Okuyanların yorumu, eğlenceli bir kitap olduğu yönünde. Bir de herkes kendini gördüğünü söylüyor. Ben de aynen öyle olmasını amaçlamıştım. Hamileyken, lohusayken yaptığım delilikleri yazdım. Mesela hamileyken koltuğa benden kimse oturamazdı, bebeğe bir şey olacak diye korkardım. Kızım oyun hamuru yiyince ben de yedim, verdiğim ilaçların tadına baktım… Hamile kalmaya çalışma sürecini yazdım, ki birçok kişi aynı aşamaları yaşıyor ancak paylaşmıyor. Okuyan herkes “Yaşasın yalnız değilmişim” diyor. Bu çok hoşuma gidiyor. Ayrıca “Kahkahalarla okuduk” yorumlarına bayılıyorum. Ağlatmak kolay ancak güldürmek zor. Zoru başardığıma inanıyorum. Ayrıca sadece anneler için değil bu kitap. Yaşadığımız hormonel değişiklikleri anlatıyor. Ve hormonlar bildiğiniz gibi sadece hamileyken değil, ayın belirli günleri de bizi alt üst edebiliyor. Erkeklerin de okuduğunu biliyorum. Okumalılar da. Çünkü o zaman yeni doğum yapan ya da hamile olan eşlerini daha iyi anlarlar…

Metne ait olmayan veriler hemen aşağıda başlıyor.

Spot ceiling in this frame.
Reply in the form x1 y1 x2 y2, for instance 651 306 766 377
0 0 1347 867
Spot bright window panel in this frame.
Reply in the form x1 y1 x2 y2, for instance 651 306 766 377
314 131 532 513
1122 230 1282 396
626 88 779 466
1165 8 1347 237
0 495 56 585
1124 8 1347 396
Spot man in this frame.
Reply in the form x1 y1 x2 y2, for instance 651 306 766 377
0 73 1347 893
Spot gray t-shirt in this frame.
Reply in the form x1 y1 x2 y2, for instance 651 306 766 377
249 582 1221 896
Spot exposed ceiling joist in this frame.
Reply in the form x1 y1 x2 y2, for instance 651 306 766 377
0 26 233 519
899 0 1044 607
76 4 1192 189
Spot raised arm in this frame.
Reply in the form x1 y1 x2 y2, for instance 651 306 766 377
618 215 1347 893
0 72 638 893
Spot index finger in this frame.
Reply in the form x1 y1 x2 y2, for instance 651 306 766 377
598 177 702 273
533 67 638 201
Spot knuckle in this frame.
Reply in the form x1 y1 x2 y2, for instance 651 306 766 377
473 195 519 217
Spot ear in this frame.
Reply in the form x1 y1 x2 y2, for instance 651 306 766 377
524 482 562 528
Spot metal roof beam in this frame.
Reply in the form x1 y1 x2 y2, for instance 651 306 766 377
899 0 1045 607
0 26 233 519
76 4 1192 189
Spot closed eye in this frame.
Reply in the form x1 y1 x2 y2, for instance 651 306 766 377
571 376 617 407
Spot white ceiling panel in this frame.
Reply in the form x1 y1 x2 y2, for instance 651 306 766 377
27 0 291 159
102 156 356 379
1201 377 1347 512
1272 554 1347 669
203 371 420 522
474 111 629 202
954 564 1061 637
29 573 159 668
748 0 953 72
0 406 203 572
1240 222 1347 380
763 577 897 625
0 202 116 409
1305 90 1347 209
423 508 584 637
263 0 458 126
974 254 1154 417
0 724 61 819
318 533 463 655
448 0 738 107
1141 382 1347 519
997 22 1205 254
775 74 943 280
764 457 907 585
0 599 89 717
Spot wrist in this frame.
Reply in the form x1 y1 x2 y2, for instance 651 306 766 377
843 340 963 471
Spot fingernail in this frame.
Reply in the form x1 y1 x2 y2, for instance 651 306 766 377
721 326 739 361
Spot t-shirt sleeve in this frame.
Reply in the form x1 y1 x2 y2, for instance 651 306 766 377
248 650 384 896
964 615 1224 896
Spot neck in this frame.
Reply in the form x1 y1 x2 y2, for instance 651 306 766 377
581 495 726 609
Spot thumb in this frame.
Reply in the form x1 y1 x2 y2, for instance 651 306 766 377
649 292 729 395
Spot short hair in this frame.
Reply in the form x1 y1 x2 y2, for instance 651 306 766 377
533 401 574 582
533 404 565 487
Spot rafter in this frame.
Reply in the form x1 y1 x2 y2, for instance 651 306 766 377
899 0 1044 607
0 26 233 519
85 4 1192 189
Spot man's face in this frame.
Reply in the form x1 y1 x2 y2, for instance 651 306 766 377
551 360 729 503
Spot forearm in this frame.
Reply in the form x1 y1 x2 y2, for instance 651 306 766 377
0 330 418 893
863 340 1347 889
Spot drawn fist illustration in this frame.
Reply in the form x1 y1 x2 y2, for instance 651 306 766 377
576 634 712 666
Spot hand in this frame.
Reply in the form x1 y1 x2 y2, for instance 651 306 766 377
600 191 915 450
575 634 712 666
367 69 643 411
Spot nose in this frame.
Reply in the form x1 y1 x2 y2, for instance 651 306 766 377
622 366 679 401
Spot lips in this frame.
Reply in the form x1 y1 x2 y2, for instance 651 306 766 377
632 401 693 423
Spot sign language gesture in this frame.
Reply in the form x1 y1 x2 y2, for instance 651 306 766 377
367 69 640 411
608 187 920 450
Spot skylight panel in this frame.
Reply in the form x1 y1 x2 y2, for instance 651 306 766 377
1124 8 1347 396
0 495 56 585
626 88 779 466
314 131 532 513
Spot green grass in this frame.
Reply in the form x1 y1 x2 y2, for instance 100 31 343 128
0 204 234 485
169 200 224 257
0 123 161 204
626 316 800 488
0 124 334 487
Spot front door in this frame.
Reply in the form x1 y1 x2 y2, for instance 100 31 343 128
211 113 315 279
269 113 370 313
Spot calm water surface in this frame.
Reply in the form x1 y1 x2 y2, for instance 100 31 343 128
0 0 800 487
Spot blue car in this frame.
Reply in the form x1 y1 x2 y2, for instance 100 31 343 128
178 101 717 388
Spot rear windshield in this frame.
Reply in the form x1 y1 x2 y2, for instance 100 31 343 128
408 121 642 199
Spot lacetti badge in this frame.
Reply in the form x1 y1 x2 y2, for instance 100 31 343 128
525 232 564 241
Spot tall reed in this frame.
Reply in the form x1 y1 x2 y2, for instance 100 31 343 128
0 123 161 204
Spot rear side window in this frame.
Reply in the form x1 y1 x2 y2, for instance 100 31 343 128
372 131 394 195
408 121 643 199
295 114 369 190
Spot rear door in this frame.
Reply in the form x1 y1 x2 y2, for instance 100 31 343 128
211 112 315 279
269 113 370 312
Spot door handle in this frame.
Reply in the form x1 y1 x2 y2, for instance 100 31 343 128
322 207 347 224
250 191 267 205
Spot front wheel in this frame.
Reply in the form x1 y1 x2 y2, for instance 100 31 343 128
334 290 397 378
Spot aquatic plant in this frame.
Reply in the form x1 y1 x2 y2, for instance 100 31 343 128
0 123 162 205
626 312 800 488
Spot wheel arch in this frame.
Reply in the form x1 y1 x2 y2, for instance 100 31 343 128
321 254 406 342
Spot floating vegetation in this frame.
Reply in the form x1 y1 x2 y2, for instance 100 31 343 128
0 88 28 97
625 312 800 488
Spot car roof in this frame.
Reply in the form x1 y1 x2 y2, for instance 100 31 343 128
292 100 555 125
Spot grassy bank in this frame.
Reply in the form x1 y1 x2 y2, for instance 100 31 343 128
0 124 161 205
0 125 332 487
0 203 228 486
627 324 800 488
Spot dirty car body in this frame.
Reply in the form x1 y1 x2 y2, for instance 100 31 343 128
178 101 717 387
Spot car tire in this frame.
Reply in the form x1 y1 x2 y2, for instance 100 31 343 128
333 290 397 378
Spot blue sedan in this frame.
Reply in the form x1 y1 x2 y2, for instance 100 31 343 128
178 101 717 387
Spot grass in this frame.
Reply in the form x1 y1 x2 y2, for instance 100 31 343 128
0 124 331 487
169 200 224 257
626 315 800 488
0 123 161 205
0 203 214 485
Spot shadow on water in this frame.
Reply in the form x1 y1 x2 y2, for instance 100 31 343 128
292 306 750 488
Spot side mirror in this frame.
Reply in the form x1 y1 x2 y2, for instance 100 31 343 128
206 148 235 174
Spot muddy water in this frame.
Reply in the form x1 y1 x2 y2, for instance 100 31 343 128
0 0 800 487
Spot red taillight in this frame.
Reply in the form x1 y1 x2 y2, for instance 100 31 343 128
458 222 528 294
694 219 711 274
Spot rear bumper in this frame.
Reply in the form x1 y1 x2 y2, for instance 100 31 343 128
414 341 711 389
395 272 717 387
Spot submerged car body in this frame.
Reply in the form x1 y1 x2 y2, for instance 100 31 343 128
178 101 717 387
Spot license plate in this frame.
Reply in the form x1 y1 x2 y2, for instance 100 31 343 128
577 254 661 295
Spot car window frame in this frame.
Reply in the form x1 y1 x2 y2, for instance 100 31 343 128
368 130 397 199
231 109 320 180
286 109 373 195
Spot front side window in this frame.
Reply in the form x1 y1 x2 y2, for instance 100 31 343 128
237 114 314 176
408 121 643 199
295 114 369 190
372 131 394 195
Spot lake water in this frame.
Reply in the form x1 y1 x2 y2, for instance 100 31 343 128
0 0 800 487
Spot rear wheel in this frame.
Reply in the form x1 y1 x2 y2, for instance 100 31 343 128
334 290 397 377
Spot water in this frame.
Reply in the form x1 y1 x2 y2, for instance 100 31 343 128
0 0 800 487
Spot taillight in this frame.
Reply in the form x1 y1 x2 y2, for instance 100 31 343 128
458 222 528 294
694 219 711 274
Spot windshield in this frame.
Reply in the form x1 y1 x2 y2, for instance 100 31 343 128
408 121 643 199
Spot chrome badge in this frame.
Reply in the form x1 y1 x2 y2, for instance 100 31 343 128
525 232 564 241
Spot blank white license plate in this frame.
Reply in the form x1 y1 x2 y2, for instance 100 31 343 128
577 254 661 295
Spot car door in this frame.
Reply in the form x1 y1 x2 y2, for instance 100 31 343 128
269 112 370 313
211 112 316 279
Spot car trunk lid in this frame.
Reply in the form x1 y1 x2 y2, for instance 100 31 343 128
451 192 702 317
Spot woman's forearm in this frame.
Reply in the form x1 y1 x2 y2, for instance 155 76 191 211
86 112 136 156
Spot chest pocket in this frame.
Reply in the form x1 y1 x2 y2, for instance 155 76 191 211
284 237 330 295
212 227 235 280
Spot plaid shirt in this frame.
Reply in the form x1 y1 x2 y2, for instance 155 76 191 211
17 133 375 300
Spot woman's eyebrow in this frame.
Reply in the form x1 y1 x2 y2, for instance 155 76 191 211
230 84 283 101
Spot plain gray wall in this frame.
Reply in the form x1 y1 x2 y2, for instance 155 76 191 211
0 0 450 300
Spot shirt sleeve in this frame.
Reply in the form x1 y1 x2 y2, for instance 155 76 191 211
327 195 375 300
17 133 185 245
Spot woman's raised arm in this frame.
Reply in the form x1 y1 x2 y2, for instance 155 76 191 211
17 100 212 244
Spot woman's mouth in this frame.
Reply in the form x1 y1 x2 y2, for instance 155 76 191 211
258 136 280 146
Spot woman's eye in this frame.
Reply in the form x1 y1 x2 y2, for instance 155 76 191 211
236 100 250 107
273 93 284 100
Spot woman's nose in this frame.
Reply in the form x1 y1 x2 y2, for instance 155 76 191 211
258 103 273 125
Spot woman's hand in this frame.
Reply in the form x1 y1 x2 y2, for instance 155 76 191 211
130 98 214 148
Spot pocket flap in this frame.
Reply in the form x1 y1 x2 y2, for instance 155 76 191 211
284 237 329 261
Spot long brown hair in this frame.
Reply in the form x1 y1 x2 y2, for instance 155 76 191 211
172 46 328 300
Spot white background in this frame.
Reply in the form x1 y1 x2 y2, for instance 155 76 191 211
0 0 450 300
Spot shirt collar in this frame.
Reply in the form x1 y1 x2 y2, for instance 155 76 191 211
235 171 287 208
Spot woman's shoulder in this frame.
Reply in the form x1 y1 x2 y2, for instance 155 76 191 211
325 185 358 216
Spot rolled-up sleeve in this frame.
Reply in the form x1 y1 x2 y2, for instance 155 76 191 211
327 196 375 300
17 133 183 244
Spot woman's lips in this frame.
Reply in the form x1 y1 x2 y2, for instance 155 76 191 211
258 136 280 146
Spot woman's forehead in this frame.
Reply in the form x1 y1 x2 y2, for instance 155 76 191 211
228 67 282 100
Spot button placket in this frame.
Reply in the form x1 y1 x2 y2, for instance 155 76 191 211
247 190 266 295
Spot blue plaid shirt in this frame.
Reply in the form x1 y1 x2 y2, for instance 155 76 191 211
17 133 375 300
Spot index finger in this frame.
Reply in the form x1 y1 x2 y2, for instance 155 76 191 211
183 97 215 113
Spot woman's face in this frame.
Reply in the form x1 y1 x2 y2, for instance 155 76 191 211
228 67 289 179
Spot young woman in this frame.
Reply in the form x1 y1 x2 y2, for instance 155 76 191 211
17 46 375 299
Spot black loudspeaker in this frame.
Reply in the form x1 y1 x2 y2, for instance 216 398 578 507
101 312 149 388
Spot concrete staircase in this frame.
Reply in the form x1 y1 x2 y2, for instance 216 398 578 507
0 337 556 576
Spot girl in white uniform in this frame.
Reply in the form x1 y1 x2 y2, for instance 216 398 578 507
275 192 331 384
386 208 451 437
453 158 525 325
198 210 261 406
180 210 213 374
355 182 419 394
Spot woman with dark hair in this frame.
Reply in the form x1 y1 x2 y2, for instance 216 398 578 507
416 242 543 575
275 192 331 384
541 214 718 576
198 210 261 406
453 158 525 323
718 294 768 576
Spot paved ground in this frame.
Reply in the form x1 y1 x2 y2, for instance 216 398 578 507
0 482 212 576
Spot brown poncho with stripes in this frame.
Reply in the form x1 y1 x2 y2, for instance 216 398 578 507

Tek kitap sizin için yeterli mi yoksa yazarlığı sevdim devam edeceğim mi diyorsunuz?
Eğer her şey yolunda giderse, edeceğim tabii… Zaten işim yazmak ve çok seviyorum. Kendimi en iyi yazarak ifade ettiğimi düşünüyorum. İkinci kitabın konusunu da yazdım bu kitabın sonunda. İşte o tamamen evlilik üzerine olacak.
Anneliği tanımlamak mümkün müdür? Kelimelerle anlatabilir misiniz anneliği?
En zorlandığım konu. Çünkü anlatamam. Şahane bir duygu. İsteyen her kadının bunu yaşamasını dilerim. Hamileyken “Hadi artık çıksın da seveyim” derken, doğumdan sonra “Korumak için yeniden karnımda olsun” diyorsunuz. Hayata bütün bakış açınız değişiyor anne olduktan sonra. Ne iş hırsı kalıyor ne başka bir şey. Tek amacınız onun mutluluğu, sağlığı oluyor. Aslında ne kadar dayanıklı olduğunuzu da görüyorsunuz. Uykusuzlukmuş, yorgunlukmuş, hepsi ikinci plana atılıyor. Biri evladınızı üzdüğünde içinizden 10 kaplan gücünde başka biri çıkabiliyor mesela. Her gece bakıp şükrediyorsunuz, teşekkür ediyorsunuz. Yani… Anlatamıyorum işte. Tarif edemiyorum.
‘Mükemmel anne yoktur, kendimizi kandırmayalım’ diyorsunuz. Neden?
Çünkü yok da ondan. Hepimiz elimizden gelenin en iyisini yapıyoruz. Her şeyi kusursuz yapmaya çalıştıkça da “Yetersizlik” duygusuna kapılıyoruz. Hata yaptığımız zaman kendimizden nefret ediyor, yakıştıramıyoruz. Biri organik yedirdiği ama siz yedirmediğinizde vicdan azabı yaşanıyor, biri etkinliğe götürüp de siz götürmeyince “Ben ne biçim anneyim” hissine kapılıyorsunuz. Ki bu yanlış. Biz elimizden geleni yaptıkça, sevgimizi gösterdikçe zaten hepimiz iyi anneyiz.
Çocuk sahibi olmaya çalışırken yaşadıklarınız da yer alıyor kitabınızda. Günümüzde çocuk sahibi olmak isteyip de olamayan çok insan var, bu konuda onlara birşeyler söylemek ister misiniz?
Denemelere başladıktan bir buçuk sene sonra kızıma hamile kaldım. Ondan dört ay önce de bir çift yumurta ikizi düşüğü yaşadım. İkimiz de kontrollere gidiyorduk, bir sorun görünmüyordu ancak olmuyordu işte. Stresten artık ne yapacağımı şaşırmıştım. Sanırım o etkiliyordu her şeyi. Ne zaman ki düşükten sonraki her reglde çok ağladığımı gören eşim “Artık ağlama, söz veriyorum birkaç ay daha hamile kalamazsan tüp bebek deneriz” dedi, o zaman rahatladım ve o ay hamile kaldım. Çocuk deneme aşamasında olan herkese rahat olun demek isterim. Evet bu zor, ancak yapılabiliyor. Ve şunu da unutmayın ki, herkes “Ceket atınca hamile kalmıyor.” Ayrıca tek zorlanan da siz değilsiniz, tek düşük yapan da. Bunları yazınca o kadar çok “Oh yalnız değilim” mesajı geldi ki, iyi ki yazmışım. İnsanın kendini yalnız hissetmesi baş edilmesi zor bir duygu çünkü.